= David Paton (missionary) =

Church of England clergyman

David M. Paton (1913–1992) was an Anglican missionary to China, working under the Church Missionary Society.

==Early life==
Born in Hampstead, London, David M. Paton was the eldest son of William Paton (1886–1943), a missionary to Calcutta, India and one of the founding members of the World Council of Churches. He finished his high school in Repton College and undergraduate in the University of Oxford. Before his overseas ministry, he spent three years as secretary of the Student Christian Movement at the University of Birmingham.

==Ministry==
In 1939, he went to Beijing to learn Chinese and was sent to Chongqing from 1941 to 1944. He was ordained by Ronald Hall in Hong Kong in 1941. After his return to England for three years, he taught at Fujian Union Theological College between 1947 and 1950.

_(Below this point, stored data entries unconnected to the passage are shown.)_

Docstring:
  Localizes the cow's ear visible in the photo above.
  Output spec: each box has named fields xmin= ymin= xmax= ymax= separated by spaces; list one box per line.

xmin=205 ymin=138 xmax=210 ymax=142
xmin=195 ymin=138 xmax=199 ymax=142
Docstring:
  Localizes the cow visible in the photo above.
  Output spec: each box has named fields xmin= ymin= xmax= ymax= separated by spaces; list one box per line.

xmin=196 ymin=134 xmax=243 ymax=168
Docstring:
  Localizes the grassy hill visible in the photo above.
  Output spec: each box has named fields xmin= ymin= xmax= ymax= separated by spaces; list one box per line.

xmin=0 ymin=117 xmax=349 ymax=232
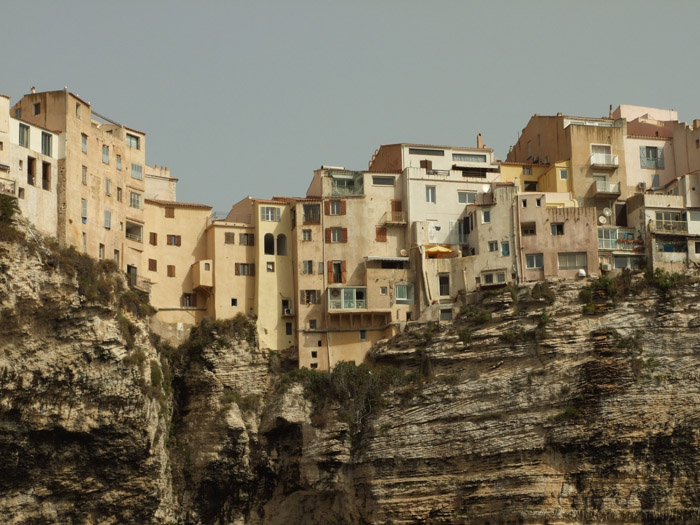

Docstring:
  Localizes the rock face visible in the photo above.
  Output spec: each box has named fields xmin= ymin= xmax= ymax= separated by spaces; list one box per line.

xmin=3 ymin=228 xmax=700 ymax=524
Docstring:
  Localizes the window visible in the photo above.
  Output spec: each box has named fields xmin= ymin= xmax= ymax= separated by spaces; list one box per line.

xmin=41 ymin=162 xmax=50 ymax=190
xmin=98 ymin=244 xmax=104 ymax=260
xmin=372 ymin=175 xmax=395 ymax=185
xmin=105 ymin=178 xmax=112 ymax=196
xmin=264 ymin=233 xmax=275 ymax=254
xmin=19 ymin=124 xmax=29 ymax=148
xmin=380 ymin=286 xmax=387 ymax=296
xmin=168 ymin=265 xmax=176 ymax=277
xmin=81 ymin=134 xmax=87 ymax=153
xmin=33 ymin=102 xmax=40 ymax=115
xmin=522 ymin=167 xmax=532 ymax=175
xmin=696 ymin=139 xmax=700 ymax=149
xmin=129 ymin=192 xmax=142 ymax=209
xmin=231 ymin=298 xmax=237 ymax=306
xmin=488 ymin=241 xmax=498 ymax=252
xmin=360 ymin=330 xmax=367 ymax=340
xmin=102 ymin=145 xmax=109 ymax=164
xmin=551 ymin=223 xmax=564 ymax=236
xmin=277 ymin=234 xmax=287 ymax=255
xmin=117 ymin=187 xmax=122 ymax=202
xmin=167 ymin=234 xmax=182 ymax=246
xmin=318 ymin=262 xmax=324 ymax=275
xmin=310 ymin=363 xmax=318 ymax=369
xmin=302 ymin=290 xmax=320 ymax=304
xmin=76 ymin=103 xmax=81 ymax=119
xmin=522 ymin=199 xmax=528 ymax=208
xmin=560 ymin=169 xmax=568 ymax=180
xmin=695 ymin=241 xmax=700 ymax=253
xmin=376 ymin=226 xmax=387 ymax=242
xmin=131 ymin=163 xmax=142 ymax=180
xmin=286 ymin=323 xmax=293 ymax=336
xmin=204 ymin=263 xmax=211 ymax=272
xmin=235 ymin=263 xmax=255 ymax=276
xmin=524 ymin=181 xmax=539 ymax=191
xmin=330 ymin=260 xmax=345 ymax=284
xmin=409 ymin=148 xmax=444 ymax=156
xmin=104 ymin=210 xmax=111 ymax=229
xmin=558 ymin=252 xmax=587 ymax=270
xmin=224 ymin=232 xmax=235 ymax=244
xmin=501 ymin=241 xmax=510 ymax=256
xmin=41 ymin=132 xmax=52 ymax=156
xmin=395 ymin=284 xmax=414 ymax=305
xmin=116 ymin=155 xmax=122 ymax=171
xmin=182 ymin=294 xmax=197 ymax=307
xmin=309 ymin=320 xmax=317 ymax=329
xmin=148 ymin=259 xmax=157 ymax=272
xmin=439 ymin=274 xmax=450 ymax=296
xmin=126 ymin=133 xmax=140 ymax=149
xmin=426 ymin=186 xmax=436 ymax=203
xmin=15 ymin=107 xmax=21 ymax=119
xmin=453 ymin=153 xmax=487 ymax=162
xmin=440 ymin=309 xmax=453 ymax=321
xmin=81 ymin=199 xmax=88 ymax=220
xmin=165 ymin=207 xmax=175 ymax=218
xmin=18 ymin=188 xmax=24 ymax=199
xmin=640 ymin=146 xmax=664 ymax=169
xmin=114 ymin=250 xmax=119 ymax=265
xmin=26 ymin=157 xmax=36 ymax=185
xmin=82 ymin=233 xmax=87 ymax=252
xmin=328 ymin=200 xmax=342 ymax=215
xmin=536 ymin=198 xmax=542 ymax=207
xmin=82 ymin=166 xmax=87 ymax=185
xmin=149 ymin=232 xmax=157 ymax=245
xmin=302 ymin=260 xmax=314 ymax=274
xmin=526 ymin=253 xmax=544 ymax=269
xmin=521 ymin=223 xmax=536 ymax=236
xmin=240 ymin=233 xmax=254 ymax=246
xmin=331 ymin=227 xmax=343 ymax=243
xmin=260 ymin=206 xmax=281 ymax=221
xmin=267 ymin=262 xmax=275 ymax=272
xmin=458 ymin=191 xmax=476 ymax=204
xmin=302 ymin=229 xmax=312 ymax=241
xmin=482 ymin=210 xmax=491 ymax=223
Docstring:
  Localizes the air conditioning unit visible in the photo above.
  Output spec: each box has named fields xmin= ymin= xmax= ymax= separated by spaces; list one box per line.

xmin=638 ymin=182 xmax=647 ymax=191
xmin=283 ymin=308 xmax=292 ymax=315
xmin=601 ymin=263 xmax=612 ymax=271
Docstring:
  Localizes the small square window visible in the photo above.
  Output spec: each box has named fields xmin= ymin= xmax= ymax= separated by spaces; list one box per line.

xmin=267 ymin=262 xmax=275 ymax=272
xmin=309 ymin=320 xmax=317 ymax=329
xmin=165 ymin=207 xmax=175 ymax=218
xmin=560 ymin=169 xmax=568 ymax=180
xmin=522 ymin=223 xmax=536 ymax=236
xmin=310 ymin=363 xmax=318 ymax=369
xmin=551 ymin=223 xmax=564 ymax=236
xmin=167 ymin=265 xmax=176 ymax=277
xmin=488 ymin=241 xmax=498 ymax=252
xmin=231 ymin=298 xmax=238 ymax=306
xmin=380 ymin=286 xmax=387 ymax=295
xmin=302 ymin=229 xmax=312 ymax=241
xmin=311 ymin=351 xmax=318 ymax=358
xmin=225 ymin=232 xmax=235 ymax=244
xmin=440 ymin=309 xmax=453 ymax=321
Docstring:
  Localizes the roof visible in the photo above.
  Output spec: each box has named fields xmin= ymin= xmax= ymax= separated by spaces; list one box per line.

xmin=365 ymin=256 xmax=409 ymax=262
xmin=499 ymin=161 xmax=552 ymax=167
xmin=145 ymin=198 xmax=212 ymax=210
xmin=379 ymin=142 xmax=494 ymax=153
xmin=250 ymin=198 xmax=288 ymax=205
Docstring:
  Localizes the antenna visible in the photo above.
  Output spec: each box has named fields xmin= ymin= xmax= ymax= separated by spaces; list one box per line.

xmin=603 ymin=207 xmax=612 ymax=217
xmin=482 ymin=184 xmax=490 ymax=193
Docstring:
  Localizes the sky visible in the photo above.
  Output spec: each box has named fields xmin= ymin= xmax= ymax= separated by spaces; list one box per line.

xmin=3 ymin=1 xmax=699 ymax=212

Since then, he worked in a parish in Birmingham served as an editor of the SCM Press, and in London for ecumenical work of the Church of England. He was also the chairman of the China Study Project of British Churches. He was Chaplain to the Queen between 1972 and 83.

==Writings==

- Christian Mission and the Judgment of God. Cambridge: William B. Eerdmans, 1996.
- R.O.: The Life and Times of Bishop Hall of Hong Kong. Gloucester: The Diocese of Hong Kong and Macao and The Hong Kong Diocesan Association, 1985.